Many thanks to Roger Martin of Population Matters for this March 10, 2011 talk by Sir David Attenborough to the Royal Society of Arts and Commerce. The talk was introduced by the Duke of Edinburgh. Eric Rimmer provided this link for viewing or listening to the talk: http://www.thersa.org/events/audio-and-past-events/2011/rsa-presidents-lecture-2011
PLANET AND POPULATION
Your Royal Highness, President, Ladies and Gentlemen.
May I first, sir, thank you for inviting me to give this, the last lecture in your Presidential series. And may I also congratulate you, Sir, on your coming 90th birthday. This year is a rich one, when to comes to anniversaries. April 29th is the fiftieth birthday of an organisation without which our planet would be in much worse condition than it is today.
Fifty years ago, a group of far-sighted people in this country got together to warn the world of an impending disaster. Among them were a distinguished scientist, Sir Julian Huxley; a bird-loving painter, Peter Scott; an advertising executive, Guy Mountford; and a powerful and astonishingly effective civil servant, Max Nicholson. They were all, in addition to their individual professions, dedicated naturalists, fascinated by the natural world not just in this country but internationally. And they noticed what few others had done – that all over the world, charismatic animals that were once numerous were beginning to disappear. The Arabian oryx , which once had been widespread all over the peninsula had now been reduced to a few hundred. In Spain, there were less than a hundred imperial eagles. The Californian condor was down to about sixty.
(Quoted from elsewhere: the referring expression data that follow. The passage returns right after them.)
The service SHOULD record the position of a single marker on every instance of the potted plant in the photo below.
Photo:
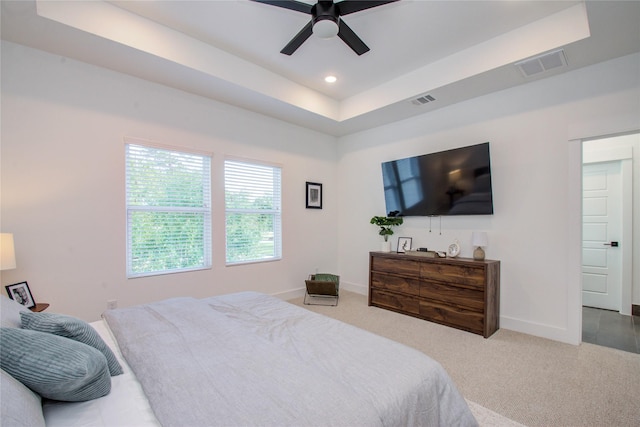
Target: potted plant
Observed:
(386, 223)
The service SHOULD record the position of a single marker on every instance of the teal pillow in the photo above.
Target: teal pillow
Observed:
(19, 406)
(55, 367)
(70, 327)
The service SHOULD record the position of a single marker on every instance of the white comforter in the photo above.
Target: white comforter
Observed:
(251, 359)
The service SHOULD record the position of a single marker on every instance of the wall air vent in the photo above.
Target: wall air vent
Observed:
(542, 63)
(422, 99)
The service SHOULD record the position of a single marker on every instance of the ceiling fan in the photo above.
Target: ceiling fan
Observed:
(325, 21)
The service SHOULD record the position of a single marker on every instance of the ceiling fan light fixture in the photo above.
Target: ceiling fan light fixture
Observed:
(325, 28)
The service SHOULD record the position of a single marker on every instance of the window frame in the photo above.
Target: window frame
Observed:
(206, 209)
(276, 212)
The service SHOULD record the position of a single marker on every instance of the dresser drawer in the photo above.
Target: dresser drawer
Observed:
(395, 283)
(452, 316)
(397, 302)
(396, 266)
(463, 274)
(472, 299)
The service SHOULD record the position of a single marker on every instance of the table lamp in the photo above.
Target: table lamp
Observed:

In Hawaii, a goose that had lived in flocks on the lava fields around the great volcanoes were reduced to fifty. The strange little rhinoceros that lived in the dwindling forests of Java – to about forty. Wherever you looked there were examples of animals whose populations were falling rapidly. This planet was in danger of losing a significant number of its inhabitants – both animals and plants.